Is there a place to add a deny ACL. I have a few employees that are out of the country that need all of their traffic routed through our vpn, however I need to prevent them from accessing specific internal networks. I could spin up a sperate Pritunl instance just for them to use and have the firewall control access. If there was a place to put a deny ACL then that would solve the issue I believe.
There is no option for this. There is a net gateway option in the route settings that will instruct the client to route the network through the default gateway but this is not enforced and the client will still be able to access the network by adjusting the routing table.
There isn’t a lot of usage of 0.0.0.0/0 on most cloud providers or corporate networks due to the bandwidth costs and performance limitations with a lot of concurrent connections. The feature wouldn’t be used by many users and these security features require a significant amount of testing to verify nothing unintended happens.
I was lucky to be a part of network team in several corporate and cloud environments and having a default route which is then filtered through proxies was our typical scenario. These deny acl’s are very typical for cisco anyconnect or openconnect VPNs.

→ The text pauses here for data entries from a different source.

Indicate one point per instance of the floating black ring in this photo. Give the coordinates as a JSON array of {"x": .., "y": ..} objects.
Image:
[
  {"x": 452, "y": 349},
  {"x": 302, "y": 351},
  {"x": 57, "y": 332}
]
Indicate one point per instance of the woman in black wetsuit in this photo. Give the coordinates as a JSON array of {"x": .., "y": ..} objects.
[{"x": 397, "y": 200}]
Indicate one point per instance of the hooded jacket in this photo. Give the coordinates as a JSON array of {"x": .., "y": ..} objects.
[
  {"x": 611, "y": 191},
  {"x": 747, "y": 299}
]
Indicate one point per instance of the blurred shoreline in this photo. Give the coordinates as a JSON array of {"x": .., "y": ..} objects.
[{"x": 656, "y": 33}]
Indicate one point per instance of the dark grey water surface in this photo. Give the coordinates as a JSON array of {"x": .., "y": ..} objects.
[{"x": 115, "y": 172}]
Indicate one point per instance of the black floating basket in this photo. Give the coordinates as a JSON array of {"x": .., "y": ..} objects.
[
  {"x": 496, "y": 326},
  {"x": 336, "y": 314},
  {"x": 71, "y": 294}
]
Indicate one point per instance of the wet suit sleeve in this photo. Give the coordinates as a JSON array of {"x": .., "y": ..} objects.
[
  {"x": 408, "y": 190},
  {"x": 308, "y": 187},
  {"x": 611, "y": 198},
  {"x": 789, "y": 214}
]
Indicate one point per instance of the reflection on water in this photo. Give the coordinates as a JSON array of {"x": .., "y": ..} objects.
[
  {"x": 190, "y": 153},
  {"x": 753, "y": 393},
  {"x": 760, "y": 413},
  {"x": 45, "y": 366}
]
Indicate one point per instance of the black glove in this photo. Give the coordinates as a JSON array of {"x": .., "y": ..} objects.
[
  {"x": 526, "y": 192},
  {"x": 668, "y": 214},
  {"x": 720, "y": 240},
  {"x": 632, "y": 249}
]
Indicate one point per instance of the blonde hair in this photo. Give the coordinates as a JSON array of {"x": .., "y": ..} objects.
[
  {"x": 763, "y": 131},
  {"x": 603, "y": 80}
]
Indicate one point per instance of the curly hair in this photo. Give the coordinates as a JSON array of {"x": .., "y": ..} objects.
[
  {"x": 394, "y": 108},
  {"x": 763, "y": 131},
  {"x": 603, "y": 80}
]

With AWS cloud env where you don’t have a transit gateway setup, you have to deal with SNAT because of non-transitive VPC peerings and this makes writing ACL’s at destination end impossible.
Given the fact that pritunl creates iptables rules to only allow access to subnets advertised to clients, what is the significant challenge to add an extra statement denying specific destination?
Code has been added that will enforce the net gateway routes. This option will be relabeled to Block Route and Net Gateway. This will block the route on the server with iptables and instruct the client to route that subnet through the clients default gateway. This will be included in the next release.